Eh oui, voilà Alep, une ville qui baigne dans les rumeurs d’une possible invasion par les groupes armés.
Aujourd’hui, le 19 juin 2015 est le premier vendredi du Ramadan… Ce matin, les rues étaient presque désertes. Tout le monde dormait encore. Les musulmans qui jeûnent ont veillé tard la nuit pour pouvoir déjeuner avant la prière de l’aurore qui annonce le début du jeûne.
Nous avons distribué, aujourd’hui, le panier alimentaire mensuel aux familles déplacées dans le cadre du projet « le Panier des Maristes Bleus ».

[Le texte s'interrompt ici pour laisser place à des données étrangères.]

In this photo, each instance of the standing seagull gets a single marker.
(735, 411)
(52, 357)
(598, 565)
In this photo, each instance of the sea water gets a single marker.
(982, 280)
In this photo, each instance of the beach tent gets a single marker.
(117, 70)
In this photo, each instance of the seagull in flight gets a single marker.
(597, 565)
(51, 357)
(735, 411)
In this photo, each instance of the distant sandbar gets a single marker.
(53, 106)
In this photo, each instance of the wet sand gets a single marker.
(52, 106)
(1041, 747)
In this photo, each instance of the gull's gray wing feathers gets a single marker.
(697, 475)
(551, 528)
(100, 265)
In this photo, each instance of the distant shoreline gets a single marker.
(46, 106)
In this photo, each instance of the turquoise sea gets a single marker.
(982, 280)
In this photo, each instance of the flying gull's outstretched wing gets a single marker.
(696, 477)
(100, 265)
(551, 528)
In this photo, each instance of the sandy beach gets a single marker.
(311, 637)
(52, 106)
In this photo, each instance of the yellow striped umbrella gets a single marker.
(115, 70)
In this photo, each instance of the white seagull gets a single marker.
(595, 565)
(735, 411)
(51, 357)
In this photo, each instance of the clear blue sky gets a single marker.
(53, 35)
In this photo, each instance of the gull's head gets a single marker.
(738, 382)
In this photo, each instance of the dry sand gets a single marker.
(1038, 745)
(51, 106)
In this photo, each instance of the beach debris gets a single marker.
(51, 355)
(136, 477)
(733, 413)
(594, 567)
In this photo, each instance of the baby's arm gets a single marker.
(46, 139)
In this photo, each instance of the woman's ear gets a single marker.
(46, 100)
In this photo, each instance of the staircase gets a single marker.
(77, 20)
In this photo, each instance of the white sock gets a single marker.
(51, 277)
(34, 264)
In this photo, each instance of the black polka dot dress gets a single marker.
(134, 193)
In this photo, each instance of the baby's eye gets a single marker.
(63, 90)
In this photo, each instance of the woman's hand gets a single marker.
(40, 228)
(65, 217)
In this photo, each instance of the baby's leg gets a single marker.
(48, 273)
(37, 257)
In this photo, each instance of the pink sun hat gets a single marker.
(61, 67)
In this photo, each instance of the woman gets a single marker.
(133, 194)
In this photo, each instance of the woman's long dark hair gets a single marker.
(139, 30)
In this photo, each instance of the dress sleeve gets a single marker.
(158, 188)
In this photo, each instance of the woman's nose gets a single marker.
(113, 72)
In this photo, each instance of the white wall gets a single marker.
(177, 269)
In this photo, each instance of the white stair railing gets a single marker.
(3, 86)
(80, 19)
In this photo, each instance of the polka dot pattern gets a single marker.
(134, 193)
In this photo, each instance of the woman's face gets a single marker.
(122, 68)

La maman de Douha n’est pas venue. En fait, la petite Douha de 5 ans est à l’hôpital St Louis depuis dimanche, soignée dans le cadre du projet « Civils blessés de guerre ». Elle a été touchée gravement à la tête et à la main par des éclats d’obus. Sa famille habite dans un des quartiers les plus chauds de la ville. Ils sont pauvres. Ils n’ont pas beaucoup de moyen. En fait, ils n’en ont pas du tout. Ce quartier est le moins cher. La dernière maison qu’ils habitaient jusqu’à dimanche matin est la maison de la tante.
Ces derniers 3 mois, ils s’étaient déplacés 2 fois, toujours dans ce même quartier, à haut risque… À chaque obus qui tombait et qui détruisait une partie de la maison, ils devaient se réfugier ailleurs. Douha devra retourner au quartier et vivre dans les mêmes conditions d’insécurité !
Pour elle et pour tant d’enfants comme elle, nous avions lancé le projet éducatif « Je veux apprendre ». Comme elle, plusieurs enfants de nos différents projets sont menacés quotidiennement, ainsi que leurs parents, par les tirs.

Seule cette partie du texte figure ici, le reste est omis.